|
|
OUEST-FRANCE ETEND ENCORE SON EMPIRE
Par Nicolas de la Casinière, Nantes.
Trois titres de la Socpresse (groupe Hersant) entrent
dans le giron du groupe Ouest-France : Le Courrier de l'Ouest (Angers),
Le Maine Libre (Le Mans), et Presse-Océan (Nantes), qui représentent
au total 230 000 exemplaires par jour. Avec ce regroupement, le groupe
rennais étend son hégémonie dans l'Ouest, en particulier dans le Maine-et-Loire
et la Sarthe, où sa présence était limitée. Le seul îlot de résistance
est désormais constitué par Le Télégramme deBrest diffusé dans le Finistère,
et les Cotes d'Armor essentiellement.
Officiellement, Ouest France parle de synergie, d'"une mise en commun
de moyens industriels, commerciaux, humains, dans le cadre d'une exploitation
commune des différents titres sur cette zone". Imprimerie, diffusion,
régie publicitaire seront communes, ainsi qu'une partie des pages rédactionnelles.
Le patron d'Ouest-France, François-Régis Hutin, refuse de parler de
"rachat", préférant évoquer une "exploitation solidaire" au sein d'une
société anonyme, "Loire Océan Communication", dont le capital serait,
de source syndicale, d'un million de francs : 53% à Ouest-France, 47%
à la Socpresse. Hutin refuse d'évaluer le montant de la reprise du Courrier
de l'Ouest et du Maine Libre, tous deux en bonne santé financière, et
de Presse-Océan qui accuse un déficit de 20 millions de francs. "Nous
voulons rendre pérennes ces journaux, sauver Presse-Océan, développer
Le Maine Libre et le Courrier de l'Ouest, et maintenir le pluralisme
dans le respect du lecteur", dit François-Régis Hutin.
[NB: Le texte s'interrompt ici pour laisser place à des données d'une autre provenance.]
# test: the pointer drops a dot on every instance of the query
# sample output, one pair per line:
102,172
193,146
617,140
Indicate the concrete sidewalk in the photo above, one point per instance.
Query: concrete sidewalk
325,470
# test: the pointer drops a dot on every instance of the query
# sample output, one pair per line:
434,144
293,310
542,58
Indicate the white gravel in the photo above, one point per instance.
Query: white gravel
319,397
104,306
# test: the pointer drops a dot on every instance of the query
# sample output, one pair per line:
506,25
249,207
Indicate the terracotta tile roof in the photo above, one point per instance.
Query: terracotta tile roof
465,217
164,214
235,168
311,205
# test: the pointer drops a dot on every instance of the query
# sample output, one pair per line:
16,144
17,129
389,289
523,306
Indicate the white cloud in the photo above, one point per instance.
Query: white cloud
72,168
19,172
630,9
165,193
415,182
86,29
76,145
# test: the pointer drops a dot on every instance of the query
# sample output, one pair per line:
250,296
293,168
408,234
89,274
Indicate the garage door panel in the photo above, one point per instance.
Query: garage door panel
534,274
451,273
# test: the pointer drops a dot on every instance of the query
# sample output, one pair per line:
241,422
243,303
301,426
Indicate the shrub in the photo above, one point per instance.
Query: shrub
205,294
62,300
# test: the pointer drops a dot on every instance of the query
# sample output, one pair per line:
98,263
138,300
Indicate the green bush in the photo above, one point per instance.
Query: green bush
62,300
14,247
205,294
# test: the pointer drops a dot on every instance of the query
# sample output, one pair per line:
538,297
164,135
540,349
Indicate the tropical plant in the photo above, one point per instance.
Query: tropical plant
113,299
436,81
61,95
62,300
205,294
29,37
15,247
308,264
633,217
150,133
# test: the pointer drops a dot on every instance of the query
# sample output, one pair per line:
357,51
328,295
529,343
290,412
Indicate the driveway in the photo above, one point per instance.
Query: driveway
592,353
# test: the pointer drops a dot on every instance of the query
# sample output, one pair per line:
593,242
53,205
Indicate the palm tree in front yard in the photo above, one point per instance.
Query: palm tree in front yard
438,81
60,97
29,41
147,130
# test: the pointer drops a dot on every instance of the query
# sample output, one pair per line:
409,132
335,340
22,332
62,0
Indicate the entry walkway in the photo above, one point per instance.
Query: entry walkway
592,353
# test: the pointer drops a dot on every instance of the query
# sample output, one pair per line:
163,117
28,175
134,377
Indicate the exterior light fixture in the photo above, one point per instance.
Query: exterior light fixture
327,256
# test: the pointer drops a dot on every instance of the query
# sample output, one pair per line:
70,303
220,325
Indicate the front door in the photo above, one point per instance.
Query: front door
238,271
"C'est une intégration au groupe Ouest-France, un rachat déguisé, grincent
les journalistes de Presse-Océan. Et d'autant plus inquiétant si Ouest-France
se désinteresse d'une reprise du déficit de Presse-Océan, et donc de
notre survie". Selon l'information faite aux salariés de Presse-Océan
hier, leurs deux imprimeries seraient abandonnées et 30 à 50 reclassements
(personnel technique, administratif, et journalistes), seraient effectués
au sein d'Ouest-France. Le calendrier de mise en place de ces fusion
de moyens pourrait être bouclé avant l'été. Pour le SNJ (Syndicat national
des journalistes) d'Ouest France, "la présence sur douze départements,
le rachat il y a quelques années de La Presse de la Manche, un nombre
croissant d'hebdos entrant dans la nébuleuse Ouest-France font qu'à
l'Ouest d'une ligne La Havre-La Roche-sur-Yon, la très grande majorité
des titres relèveraient d'un seul et même groupe".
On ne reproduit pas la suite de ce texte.